彼女の夢は俺とほぼ同じで刃物男に追い掛け回されるという内容らしい。
それも、2週間前このコンビニで働き出してから、という事だった。

そういえばこの子がバイトを始めたのと、俺が夢を見出したのは同時期だった。
彼女は共感を覚えるよりも気味が悪いと思ったようで、「バイトを辞めたい」とまで言い出した。

しかし、まだ2週間目だし、店長も良い人だからそうそう迷惑は掛けられない。
俺も夢を見ずに済むなら他のコンビニ店に移ってもよかったが、たかが夢でそこまでするか?とも思った。
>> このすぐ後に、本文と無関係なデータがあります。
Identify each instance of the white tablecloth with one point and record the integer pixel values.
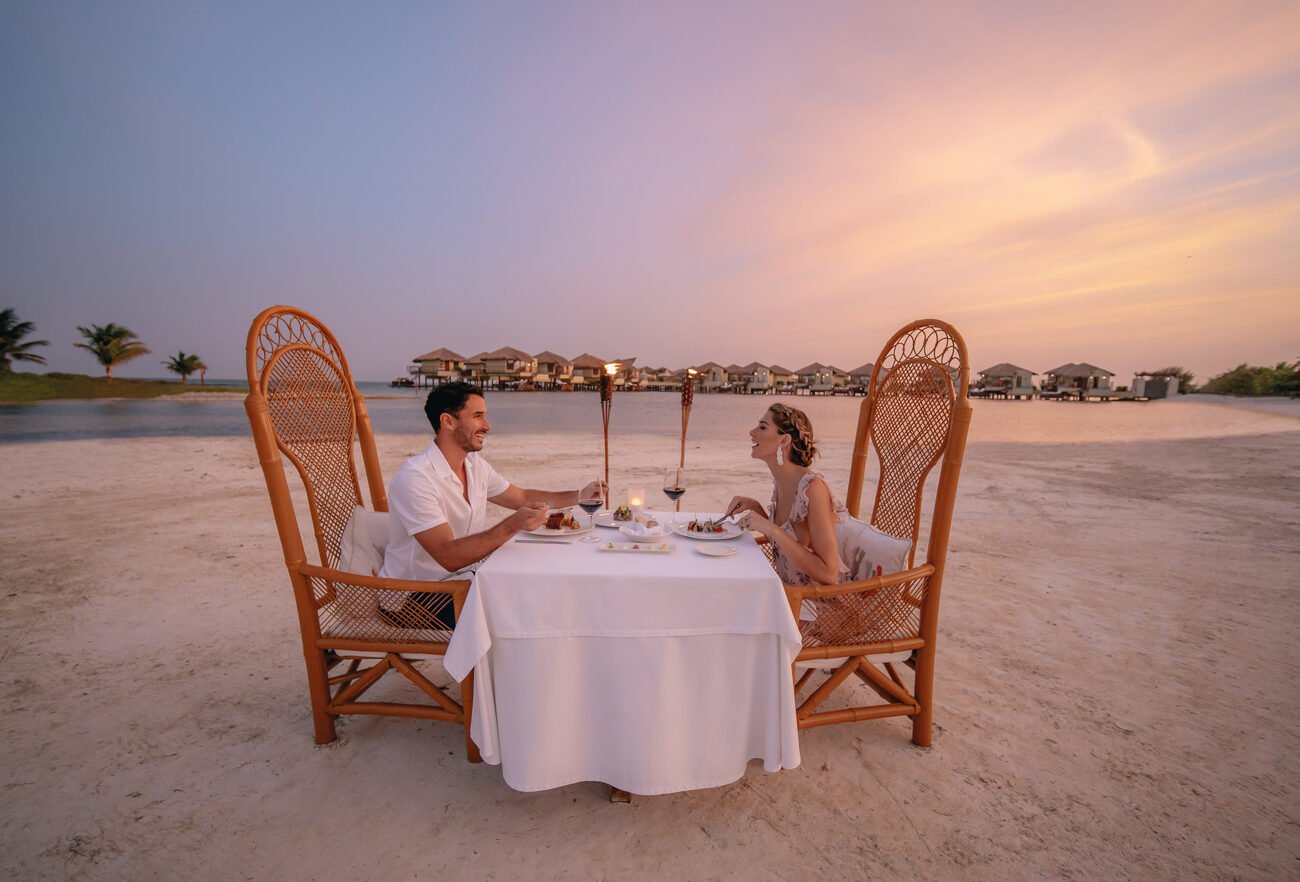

とりあえず「この話題は誰にも話さないほうがいい、その内に夢も見ないようになる」、という結論になった。

その日から1週間経った。

まだ夢は続いていたが、俺は夜勤明けだったので帰るとすぐに布団に横になった。
すると、今までとは違う夢を見た。

夢の中でも俺は布団に寝ていた。
「ガチャッ」、と玄関のドアが開く音がして、誰かが足音を立てながら入ってきた。

そいつは何か重そうな物をズルズル引きづりながら、俺の寝ている部屋に向かってゆっくり歩いてくる。
俺は今までにない恐怖感を感じた。

いつも夢に出てくる刃物男だと直感した。
ヤツがいつも持ってる出刃包丁のような刃物を鮮明に思い出した。

俺は布団をめくろうと手を動かしかけたが、いつの間にか金縛り状態になっていて動けない。
その瞬間、この夢の結末を想像した。

ヤツの包丁が布団ごと俺の腹をゆっくりと刺し貫く場面だ。

ズルズルと何かを引きづる音は、俺の部屋の前で止まり、ドアがゆっくりと開いた。

右手に包丁。
左手には焼けた人間のような黒い塊。
そして喪服を着た笑顔のその男は、コンビニの店長だった。

俺は泣き出してしまった。
悲鳴をあげようとしても声も出ず、体は布団から抜け出せないままだ。
店長は笑顔のまま左手に引きづっていた物を床に放ると、寝ている俺に包丁を向けて飛び掛ってきた!

そこで俺は汗びっしょりで目を覚ました。
もうバイトを辞めるのも仕方がないか、とすら思い始めていた。

その日の夜の勤務が終わり、俺はそのまま事務所で朝方に来るはずの店長を待っていた。

店長より先に、同じ朝方勤務の例の女の子が来ていたが、今日でここを辞めるという。
理由を聞いた時は、「ここより条件の良いバイトがあったから」と誤魔化してはいたが、夢の話を匂わすと表情が変わった。

お互いの夢の内容を確認しあった時には、彼女は手が震えるくらいに動揺していた。
俺はそのまま店長を待ってバイトを辞めた。

丁度その時間帯を希望していた新人がいるらしく、あまり迷惑は掛からなかったみたいで、安心する反面、俺は店長の顔をロクに見る事が出来なかった。
朝勤の女の子もその日限りで他の職に移ったらしい。

俺はその日以来夢は見なくなった。
結局、原因は今でもわからない。

ただ、事務所で店長を待っていた時に、彼女と一緒に働いていた30代のベテラン女性に店長の事を聞いてみた。

店長は性格が良くて客受けもいい人だが、”前科持ちという噂があるらしい”、と。